Environnement. Les glaces arctiques fondent vite... trop vite !

Cela fait déjà plusieurs années que les scientifiques observent d’un oeil inquiet les glaces de l’Arctique, constatant un rétrécissement de surface inquiétant. Mais ces derniers temps, la fonte des glaces arctiques semble s’accélérer.

L’étendue des glaces de l’Arctique a atteint sa plus petite surface

Arctique canadien

Samedi 10 septembre, plusieurs scientifiques allemands de l’Institut de physique environnementale de l’Université de Brême ont annoncé que le jeudi 8 septembre 2011, les glaces du Pôle Nord constituaient une surface de 4.24 millions de km², la plus petite surface observée depuis 1972.

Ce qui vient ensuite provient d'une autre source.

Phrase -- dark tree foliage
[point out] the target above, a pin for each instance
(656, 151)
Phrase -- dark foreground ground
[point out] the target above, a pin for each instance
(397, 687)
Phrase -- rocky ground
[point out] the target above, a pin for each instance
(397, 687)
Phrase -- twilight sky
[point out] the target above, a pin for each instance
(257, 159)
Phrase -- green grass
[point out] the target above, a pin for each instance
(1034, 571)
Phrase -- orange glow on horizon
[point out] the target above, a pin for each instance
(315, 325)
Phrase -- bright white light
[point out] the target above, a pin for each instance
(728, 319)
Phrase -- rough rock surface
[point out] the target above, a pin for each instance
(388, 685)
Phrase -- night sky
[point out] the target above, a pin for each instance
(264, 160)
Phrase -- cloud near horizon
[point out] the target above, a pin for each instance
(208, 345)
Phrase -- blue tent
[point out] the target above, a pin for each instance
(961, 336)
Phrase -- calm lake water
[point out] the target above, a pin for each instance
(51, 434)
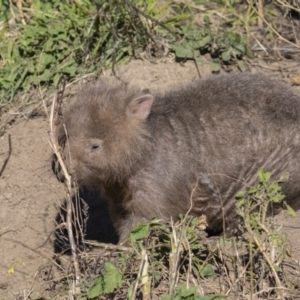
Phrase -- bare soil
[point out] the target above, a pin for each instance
(31, 197)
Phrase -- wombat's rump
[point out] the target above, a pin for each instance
(148, 152)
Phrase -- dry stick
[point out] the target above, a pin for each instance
(285, 4)
(260, 21)
(56, 149)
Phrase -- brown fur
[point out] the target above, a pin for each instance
(147, 153)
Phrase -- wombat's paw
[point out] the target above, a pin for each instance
(234, 227)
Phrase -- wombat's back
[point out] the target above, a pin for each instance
(214, 134)
(156, 154)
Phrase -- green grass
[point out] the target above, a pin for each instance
(42, 41)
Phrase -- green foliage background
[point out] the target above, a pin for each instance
(42, 40)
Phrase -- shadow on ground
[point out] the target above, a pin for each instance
(92, 216)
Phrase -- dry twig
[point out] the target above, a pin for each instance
(55, 108)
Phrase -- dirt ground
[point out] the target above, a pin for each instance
(31, 196)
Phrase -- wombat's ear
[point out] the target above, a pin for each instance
(140, 107)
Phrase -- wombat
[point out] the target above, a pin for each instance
(196, 146)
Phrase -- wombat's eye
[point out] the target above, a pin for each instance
(95, 145)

Une nouvelle inquiétante pour les scientifiques qui voient l’étendue de glace arctique perdre peu à peu de son importance avec le temps, la faute au réchauffement climatique pour certains scientifiques.

En effet, les chercheurs voient en ce triste record la concrétisation des effets négatifs des activités des hommes, dont on parle sans cesse sans réellement évoquer les conséquences.

George Heygster, le responsable du département de télédétection de l’Institut de Brême explique ainsi à l’AFP :

Le recul de la glace de mer ne peut plus être expliqué par la variabilité naturelle d’une année sur l’autre […] Les modèles climatiques montrent plutôt que ce recul est lié au réchauffement climatique particulièrement prononcé en Arctique du fait de l’albédo” (albédo  : fraction de l’énergie solaire réfléchie vers ‘l’espace).

Le Pôle Nord semble d’ailleurs concentrer les conséquences du réchauffement climatique, puisqu’en Arctique ces 50 dernières années, la température a augmenté deux fois plus vite que dans le monde en général.

D’ici la seconde partie du XXIe siècle, tout l’Arctique sera libre de glace de mer au moins 2 mois par an. Aujourd’hui, dans les périodes naturelles de fonte, il en reste au minimum 3 à 4 millions de km2 soit 6 à 7 fois la superficie de la France.

Source : Jean Jouzel, Institut Pierre Simon Laplace / Laboratoire des Sciences du Climat et de l’Environnement, CEA-CNRS-UVSQ CE Saclay.